For your example Dice's Coefficient does as well as can be expected without a concept of countries:

  ("dice", "South Africa", 0.125); 
  ("dice", "Congo", 0.0);
  ("dice", "Republic of Korea", 0.44);
  ("dice", "Democratic People's Republic of Korea", 0.24)]
and by blind luck ("ort Korea"), longest common sub-sequence does even better:

  [("lcs", "South Africa", 6.0); 
   ("lcs", "Congo", 2.0);
   ("lcs", "Republic of Korea", 7.0);
   ("lcs", "Democratic People's Republic of Korea", 9.0)] 
http://en.wikipedia.org/wiki/Damerau%E2%80%93Levenshtein_dis...

http://en.wikipedia.org/wiki/Dice_coefficient

Oh, I'm under no illusions that it's a universally applicable string matcher. What it seems to be useful for is normalizing human input in situations where someone can pick the best match. It handles typical normalization transforms well (word fragments, transpositions) and is very easy to index.

In my example, DPRK is the objective best answer .. There's pretty clearly a correct match in the value domain, the challenge is to help the user find it as quickly as possible.

Use the Jaccard over a sweeping window or something.

over 5 letter windows:

  TEST:   A 0.4
  TEST:   B 0.540540540541
  TEST:   C 0.692307692308
over words:

  TEST:   A 0.555555555556
  TEST:   B 0.714285714286
  TEST:   C 1.0
Here's the Korea one over a 5 letter window:

  north korea:congo 0.0
  north korea:democratic people's republic of korea 0.0526315789474
  north korea:republic of korea 0.111111111111
  north korea:south africa 0.0
I had to do fuzzy string matching for car brand names, Two character pair matching tended to work best.

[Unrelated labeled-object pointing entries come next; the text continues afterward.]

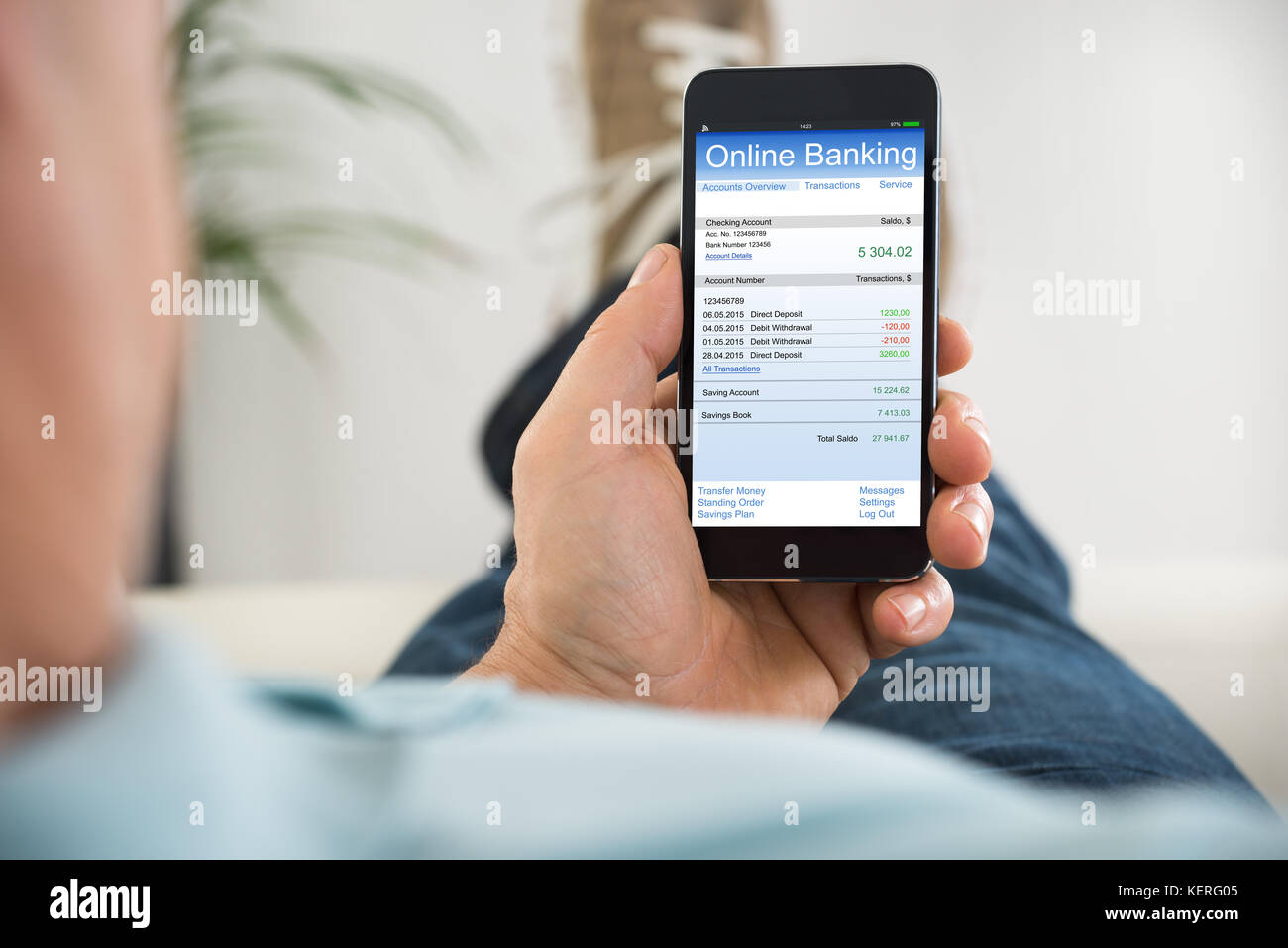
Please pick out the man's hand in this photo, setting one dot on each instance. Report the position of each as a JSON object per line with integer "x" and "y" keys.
{"x": 609, "y": 581}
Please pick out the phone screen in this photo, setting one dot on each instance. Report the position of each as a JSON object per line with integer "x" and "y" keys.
{"x": 807, "y": 324}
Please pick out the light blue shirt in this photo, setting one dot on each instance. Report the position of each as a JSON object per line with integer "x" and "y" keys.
{"x": 184, "y": 760}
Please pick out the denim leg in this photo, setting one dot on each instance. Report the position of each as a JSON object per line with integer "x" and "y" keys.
{"x": 1063, "y": 710}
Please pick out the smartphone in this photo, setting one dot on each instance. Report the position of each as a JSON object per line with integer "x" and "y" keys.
{"x": 806, "y": 371}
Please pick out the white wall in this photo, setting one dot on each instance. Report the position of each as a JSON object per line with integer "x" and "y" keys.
{"x": 1104, "y": 165}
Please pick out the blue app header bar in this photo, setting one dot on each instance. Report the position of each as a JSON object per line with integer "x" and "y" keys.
{"x": 896, "y": 153}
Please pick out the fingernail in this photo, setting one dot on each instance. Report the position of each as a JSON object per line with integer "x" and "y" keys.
{"x": 648, "y": 266}
{"x": 912, "y": 608}
{"x": 975, "y": 517}
{"x": 979, "y": 428}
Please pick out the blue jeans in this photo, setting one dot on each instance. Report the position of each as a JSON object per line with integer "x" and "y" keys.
{"x": 1063, "y": 710}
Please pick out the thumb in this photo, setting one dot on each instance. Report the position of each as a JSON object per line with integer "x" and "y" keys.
{"x": 630, "y": 343}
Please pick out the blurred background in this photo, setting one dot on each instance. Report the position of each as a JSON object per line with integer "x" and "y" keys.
{"x": 433, "y": 191}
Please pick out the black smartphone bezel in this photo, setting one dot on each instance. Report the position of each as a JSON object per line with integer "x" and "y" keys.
{"x": 822, "y": 94}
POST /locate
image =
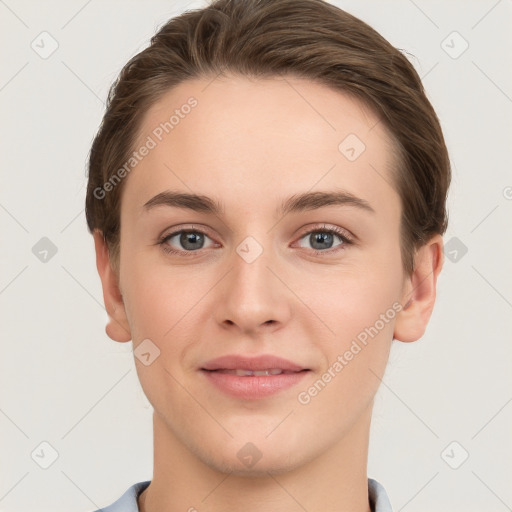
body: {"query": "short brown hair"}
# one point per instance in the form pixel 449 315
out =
pixel 309 39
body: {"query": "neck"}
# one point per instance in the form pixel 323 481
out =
pixel 336 480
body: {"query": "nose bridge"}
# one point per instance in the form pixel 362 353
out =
pixel 251 294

Here is a gist of the code in ruby if anybody wants to steal it. I stole it from somewhere else and thus you have the history of programming.

https://gist.github.com/1038659

What kind of thought process and/or experimentation led you to that algorithm?
The original code links to:

http://stackoverflow.com/questions/653157/a-better-similarit...

where there is more discussion, and links out to different string similarity metrics

I struggled to make LD work well, then someone smarter than me suggested the two character method. :)
That's a cool idea.

I wonder how the weights would turn out if your algo were added as a term in his formula and run through the optimization, or even applied to his sample data standalone.

If you're dealing with people's names, there's also the soundex algorithm.

https://en.wikipedia.org/wiki/Soundex

Very interesting. You should put this on the SO question.